The CIF has called on the Government to name a date for when the Construction Contracts Act will take effect – 4 years to the day that the legislation was first introduced to the Oireachtas.
The Construction Contracts Act was drawn up to help improve the payment process in the construction industry, an issue which has particularly impacted on sub contractors throughout the sector.
Despite being enacted by the Oireachtas and signed into law by the Government in July 2013, the legislation is yet to take effect. The CIF believes the delay in enacting the Bill is damaging the industry, particularly the sub contracting sector and has called on the Government to declare a date for when the industry can expect the legislation to actually start making an impact.

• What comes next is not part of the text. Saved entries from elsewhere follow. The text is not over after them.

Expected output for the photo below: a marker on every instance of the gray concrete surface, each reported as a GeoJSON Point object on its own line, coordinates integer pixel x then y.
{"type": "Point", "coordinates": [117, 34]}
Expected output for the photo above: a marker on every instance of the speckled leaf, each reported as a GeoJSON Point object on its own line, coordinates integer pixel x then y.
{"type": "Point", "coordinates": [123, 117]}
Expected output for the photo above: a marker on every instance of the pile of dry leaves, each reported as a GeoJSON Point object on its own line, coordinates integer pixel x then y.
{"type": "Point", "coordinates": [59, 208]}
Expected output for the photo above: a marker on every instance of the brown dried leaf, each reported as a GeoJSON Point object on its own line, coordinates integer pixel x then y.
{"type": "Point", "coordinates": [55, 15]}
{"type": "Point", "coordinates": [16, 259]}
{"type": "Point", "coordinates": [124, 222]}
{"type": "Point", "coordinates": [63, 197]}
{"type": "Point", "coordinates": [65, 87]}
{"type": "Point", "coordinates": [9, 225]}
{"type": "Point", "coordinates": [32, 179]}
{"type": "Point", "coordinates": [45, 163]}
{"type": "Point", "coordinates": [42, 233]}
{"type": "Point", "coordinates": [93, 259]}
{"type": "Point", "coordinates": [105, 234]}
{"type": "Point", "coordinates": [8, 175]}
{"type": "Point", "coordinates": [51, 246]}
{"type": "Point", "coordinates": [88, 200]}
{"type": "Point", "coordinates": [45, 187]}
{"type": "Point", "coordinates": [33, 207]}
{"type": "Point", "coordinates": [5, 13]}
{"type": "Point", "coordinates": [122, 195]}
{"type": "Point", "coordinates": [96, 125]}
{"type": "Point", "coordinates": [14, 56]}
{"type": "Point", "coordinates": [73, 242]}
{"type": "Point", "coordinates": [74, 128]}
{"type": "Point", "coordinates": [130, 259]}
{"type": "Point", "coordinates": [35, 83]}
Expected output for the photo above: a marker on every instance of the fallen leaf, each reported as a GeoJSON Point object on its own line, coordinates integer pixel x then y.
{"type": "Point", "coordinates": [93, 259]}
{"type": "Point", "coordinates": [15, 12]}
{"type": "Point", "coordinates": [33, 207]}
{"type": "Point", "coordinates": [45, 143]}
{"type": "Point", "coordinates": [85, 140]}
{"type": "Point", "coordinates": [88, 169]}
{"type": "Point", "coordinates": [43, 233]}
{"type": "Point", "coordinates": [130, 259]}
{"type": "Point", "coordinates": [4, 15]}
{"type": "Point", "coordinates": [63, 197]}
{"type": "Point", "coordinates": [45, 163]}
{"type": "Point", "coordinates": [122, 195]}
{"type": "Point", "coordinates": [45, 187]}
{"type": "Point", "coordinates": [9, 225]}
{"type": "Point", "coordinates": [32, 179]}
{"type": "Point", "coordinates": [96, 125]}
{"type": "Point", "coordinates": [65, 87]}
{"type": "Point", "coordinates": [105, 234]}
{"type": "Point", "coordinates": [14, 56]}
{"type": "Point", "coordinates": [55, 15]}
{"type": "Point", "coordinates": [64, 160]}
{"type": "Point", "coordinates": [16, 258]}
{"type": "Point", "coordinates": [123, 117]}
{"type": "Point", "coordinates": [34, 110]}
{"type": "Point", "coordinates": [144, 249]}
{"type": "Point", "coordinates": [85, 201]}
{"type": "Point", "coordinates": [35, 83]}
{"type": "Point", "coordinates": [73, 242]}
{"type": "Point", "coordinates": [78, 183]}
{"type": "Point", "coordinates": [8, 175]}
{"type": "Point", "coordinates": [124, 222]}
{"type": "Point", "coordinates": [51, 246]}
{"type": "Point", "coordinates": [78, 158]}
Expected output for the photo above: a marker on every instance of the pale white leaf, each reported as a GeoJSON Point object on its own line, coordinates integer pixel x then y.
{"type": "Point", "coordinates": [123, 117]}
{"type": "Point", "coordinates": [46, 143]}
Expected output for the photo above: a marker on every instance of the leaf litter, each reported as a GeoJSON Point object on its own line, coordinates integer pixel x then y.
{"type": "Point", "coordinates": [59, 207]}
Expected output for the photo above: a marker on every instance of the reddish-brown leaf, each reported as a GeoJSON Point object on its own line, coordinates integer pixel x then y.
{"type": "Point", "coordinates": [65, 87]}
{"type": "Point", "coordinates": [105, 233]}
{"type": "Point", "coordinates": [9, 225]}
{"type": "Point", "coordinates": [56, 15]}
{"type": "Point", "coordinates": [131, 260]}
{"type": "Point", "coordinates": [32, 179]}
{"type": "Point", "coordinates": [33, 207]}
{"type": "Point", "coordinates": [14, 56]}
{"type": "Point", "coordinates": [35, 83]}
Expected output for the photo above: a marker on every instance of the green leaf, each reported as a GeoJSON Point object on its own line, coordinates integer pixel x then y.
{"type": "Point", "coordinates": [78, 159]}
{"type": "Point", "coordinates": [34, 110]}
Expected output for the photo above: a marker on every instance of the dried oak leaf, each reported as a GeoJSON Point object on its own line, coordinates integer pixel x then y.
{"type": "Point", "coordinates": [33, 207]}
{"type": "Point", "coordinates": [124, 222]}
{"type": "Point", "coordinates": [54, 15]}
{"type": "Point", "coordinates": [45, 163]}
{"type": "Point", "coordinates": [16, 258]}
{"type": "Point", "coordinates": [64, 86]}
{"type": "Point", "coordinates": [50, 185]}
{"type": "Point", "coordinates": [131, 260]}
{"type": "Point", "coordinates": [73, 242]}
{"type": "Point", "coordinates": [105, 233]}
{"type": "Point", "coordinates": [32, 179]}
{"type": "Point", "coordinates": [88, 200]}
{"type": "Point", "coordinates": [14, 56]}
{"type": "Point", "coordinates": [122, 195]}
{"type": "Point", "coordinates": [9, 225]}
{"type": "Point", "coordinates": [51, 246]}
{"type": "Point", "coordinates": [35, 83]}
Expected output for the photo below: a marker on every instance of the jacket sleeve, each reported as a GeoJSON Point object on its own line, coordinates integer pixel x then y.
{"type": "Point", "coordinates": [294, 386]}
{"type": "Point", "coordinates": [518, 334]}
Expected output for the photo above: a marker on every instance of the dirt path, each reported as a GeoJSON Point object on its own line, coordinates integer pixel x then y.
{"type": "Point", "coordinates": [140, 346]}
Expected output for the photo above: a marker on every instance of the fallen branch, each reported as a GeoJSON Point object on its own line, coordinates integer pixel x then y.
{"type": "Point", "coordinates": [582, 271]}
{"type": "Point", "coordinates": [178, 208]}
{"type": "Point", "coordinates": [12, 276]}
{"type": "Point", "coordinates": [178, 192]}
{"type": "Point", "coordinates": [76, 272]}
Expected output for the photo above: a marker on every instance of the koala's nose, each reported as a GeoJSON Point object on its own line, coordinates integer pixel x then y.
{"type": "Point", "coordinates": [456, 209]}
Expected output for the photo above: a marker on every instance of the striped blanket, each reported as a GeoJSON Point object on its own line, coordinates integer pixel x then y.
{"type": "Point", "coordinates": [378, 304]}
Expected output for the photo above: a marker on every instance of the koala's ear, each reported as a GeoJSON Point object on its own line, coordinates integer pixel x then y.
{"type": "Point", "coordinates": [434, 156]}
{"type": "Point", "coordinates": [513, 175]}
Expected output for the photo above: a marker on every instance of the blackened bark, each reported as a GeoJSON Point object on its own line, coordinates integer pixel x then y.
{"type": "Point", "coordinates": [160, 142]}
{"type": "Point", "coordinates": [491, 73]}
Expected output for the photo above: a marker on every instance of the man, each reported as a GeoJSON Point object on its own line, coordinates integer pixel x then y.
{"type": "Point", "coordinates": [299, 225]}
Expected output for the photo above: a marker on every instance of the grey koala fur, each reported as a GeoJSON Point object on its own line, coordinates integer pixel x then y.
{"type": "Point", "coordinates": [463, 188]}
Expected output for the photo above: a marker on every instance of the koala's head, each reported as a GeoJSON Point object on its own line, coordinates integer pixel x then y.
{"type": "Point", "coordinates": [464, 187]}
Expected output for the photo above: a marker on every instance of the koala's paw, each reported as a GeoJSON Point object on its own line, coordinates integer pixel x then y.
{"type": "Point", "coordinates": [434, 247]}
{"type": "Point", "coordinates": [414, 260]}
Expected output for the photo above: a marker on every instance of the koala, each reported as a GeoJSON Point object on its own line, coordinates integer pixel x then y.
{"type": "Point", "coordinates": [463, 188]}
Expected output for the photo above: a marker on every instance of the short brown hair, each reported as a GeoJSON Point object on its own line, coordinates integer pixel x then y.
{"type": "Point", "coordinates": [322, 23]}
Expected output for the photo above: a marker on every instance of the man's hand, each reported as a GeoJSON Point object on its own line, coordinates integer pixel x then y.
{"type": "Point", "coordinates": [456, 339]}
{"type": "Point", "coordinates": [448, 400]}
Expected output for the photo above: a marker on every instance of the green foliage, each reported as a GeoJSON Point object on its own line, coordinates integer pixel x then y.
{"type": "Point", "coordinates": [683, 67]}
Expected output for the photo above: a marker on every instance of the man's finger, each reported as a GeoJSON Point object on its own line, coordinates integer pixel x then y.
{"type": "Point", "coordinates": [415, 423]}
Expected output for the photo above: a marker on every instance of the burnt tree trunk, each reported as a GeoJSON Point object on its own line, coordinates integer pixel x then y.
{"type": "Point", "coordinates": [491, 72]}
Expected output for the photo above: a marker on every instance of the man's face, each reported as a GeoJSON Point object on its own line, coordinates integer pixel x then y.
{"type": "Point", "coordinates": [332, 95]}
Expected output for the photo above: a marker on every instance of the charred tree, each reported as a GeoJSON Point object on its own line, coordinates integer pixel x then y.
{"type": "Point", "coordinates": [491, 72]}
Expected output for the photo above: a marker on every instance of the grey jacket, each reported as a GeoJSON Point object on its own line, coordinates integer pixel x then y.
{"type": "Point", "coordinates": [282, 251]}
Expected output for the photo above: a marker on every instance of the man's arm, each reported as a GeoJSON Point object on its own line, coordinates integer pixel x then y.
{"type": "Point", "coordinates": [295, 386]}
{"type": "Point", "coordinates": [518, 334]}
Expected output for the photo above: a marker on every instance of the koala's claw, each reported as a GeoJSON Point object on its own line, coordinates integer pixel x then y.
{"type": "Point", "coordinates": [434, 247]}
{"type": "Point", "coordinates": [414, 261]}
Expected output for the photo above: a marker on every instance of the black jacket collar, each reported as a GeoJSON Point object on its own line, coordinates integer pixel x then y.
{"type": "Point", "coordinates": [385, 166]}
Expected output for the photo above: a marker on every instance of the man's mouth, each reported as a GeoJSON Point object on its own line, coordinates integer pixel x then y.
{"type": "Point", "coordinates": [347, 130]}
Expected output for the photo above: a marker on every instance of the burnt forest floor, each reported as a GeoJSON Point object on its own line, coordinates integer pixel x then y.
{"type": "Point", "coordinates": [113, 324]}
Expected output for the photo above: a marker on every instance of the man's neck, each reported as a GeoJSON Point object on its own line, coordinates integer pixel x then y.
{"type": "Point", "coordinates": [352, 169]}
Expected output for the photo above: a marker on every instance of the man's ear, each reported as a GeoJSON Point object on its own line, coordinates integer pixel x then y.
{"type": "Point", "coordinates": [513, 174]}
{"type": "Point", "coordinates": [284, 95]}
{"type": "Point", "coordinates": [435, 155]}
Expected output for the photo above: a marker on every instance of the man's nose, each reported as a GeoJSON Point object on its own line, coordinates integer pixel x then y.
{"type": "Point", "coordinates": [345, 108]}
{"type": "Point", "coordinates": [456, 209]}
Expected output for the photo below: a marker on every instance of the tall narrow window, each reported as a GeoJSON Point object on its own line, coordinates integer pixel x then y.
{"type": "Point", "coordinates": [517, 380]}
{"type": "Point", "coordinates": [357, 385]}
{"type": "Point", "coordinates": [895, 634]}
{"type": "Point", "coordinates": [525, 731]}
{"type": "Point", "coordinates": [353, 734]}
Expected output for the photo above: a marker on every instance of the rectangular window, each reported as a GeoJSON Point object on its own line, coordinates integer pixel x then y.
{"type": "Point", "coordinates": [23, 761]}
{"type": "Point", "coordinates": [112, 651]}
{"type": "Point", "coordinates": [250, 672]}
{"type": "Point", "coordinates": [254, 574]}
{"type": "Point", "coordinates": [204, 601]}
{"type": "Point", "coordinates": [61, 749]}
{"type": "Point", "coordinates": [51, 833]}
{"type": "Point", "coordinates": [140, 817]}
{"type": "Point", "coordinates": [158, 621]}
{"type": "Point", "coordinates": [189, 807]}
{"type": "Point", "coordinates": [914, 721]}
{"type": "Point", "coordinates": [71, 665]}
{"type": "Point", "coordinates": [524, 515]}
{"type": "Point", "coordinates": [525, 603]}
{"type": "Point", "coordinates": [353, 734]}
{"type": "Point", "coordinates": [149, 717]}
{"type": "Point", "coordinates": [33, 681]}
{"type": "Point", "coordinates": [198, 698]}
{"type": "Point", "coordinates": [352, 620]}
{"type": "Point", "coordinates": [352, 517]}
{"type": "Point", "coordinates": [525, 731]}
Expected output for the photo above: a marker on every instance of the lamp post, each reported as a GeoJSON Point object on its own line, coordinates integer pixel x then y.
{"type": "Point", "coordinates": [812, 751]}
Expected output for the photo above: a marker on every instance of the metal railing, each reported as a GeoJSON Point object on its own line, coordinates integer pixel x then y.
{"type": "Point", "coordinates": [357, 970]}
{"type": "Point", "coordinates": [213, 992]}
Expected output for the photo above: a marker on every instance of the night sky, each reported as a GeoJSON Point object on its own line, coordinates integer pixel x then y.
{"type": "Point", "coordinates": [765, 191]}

“Four years to the date since this legislation was first brought into the Oireachtas, we still have not received word as to when it will actually take effect,” said CIF Director General Tom Parlon. “That’s despite the legislation being signed into law and passed through the Oireacthas last July. Yet the industry is still wondering when this law will actually begin to have meaning and start making a difference to the industry.
“This legislation is badly needed in the Irish construction industry. We are still seeing payments being held up throughout the sector and this is having a particularly detrimental impact on sub contractors. This law received strong political support from all sides of the political spectrum because it was obvious there was a problem with payments in the industry. So why the Government continues to delay something that will help solve this problem seems bizarre.
“The industry is just looking for clarity from the Government on this legislation. All that is missing is the commencement date. By announcing a commencement date it will give sub contractors and the rest of the industry a timeline to work with. The uncertainty as to when, or if, this legislation will take effect is simply clouding the issue and it exacerbating a problem that the legislation was meant to solve,” Mr. Parlon concluded.